ONTARIO.

(Map [23].)

1. Hamilton, Wentworth County.—On Burlington Heights, near Hamilton, many years ago antlers of the elk were found associated with a jaw of a beaver. They were discovered 30 feet from the surface and at a level 7 feet higher than the jaw of Elephas columbi described on page [147]. The age of all these bones is late Pleistocene. The elk had, therefore, spread over the northern part of our country before the close of the Wisconsin stage.

The geology of this locality and the species found there are considered on pages [284]–285.

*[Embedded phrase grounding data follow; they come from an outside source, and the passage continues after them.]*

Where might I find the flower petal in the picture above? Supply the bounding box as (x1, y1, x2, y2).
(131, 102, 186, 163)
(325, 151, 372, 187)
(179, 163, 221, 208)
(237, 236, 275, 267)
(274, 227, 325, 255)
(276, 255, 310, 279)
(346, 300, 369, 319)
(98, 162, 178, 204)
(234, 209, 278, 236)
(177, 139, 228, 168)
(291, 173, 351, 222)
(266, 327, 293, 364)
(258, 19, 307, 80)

2. Near Strathroy, Middlesex County.—In 1901 (Ottawa Naturalist, vol. XV, pp. 95–97, fig.) L. H. Smith wrote on the occurrence of the elk in Ontario. None had been known to exist there since the settlement by white men. The writer of the article had a number of specimens of antlers collected in the neighborhood of Strathroy and the neighboring county, Lambton. A fine pair of antlers and a part of a skeleton of an elk had been discovered in a boggy spring in lot 15, 12th concession, township of Lobo. It was evidently not deeply buried. This and the others, notwithstanding shallowness of burial, may have been buried in Late Pleistocene times; but there is no assurance that they did not live during the early Recent.

3. Kingston, Frontenac County.—In 1898 (Bull. Geol. Soc. Amer., vol. IX, p. 377), Robert Bell stated that remains of the elk had been found in shell marl in at least two places near Kingston.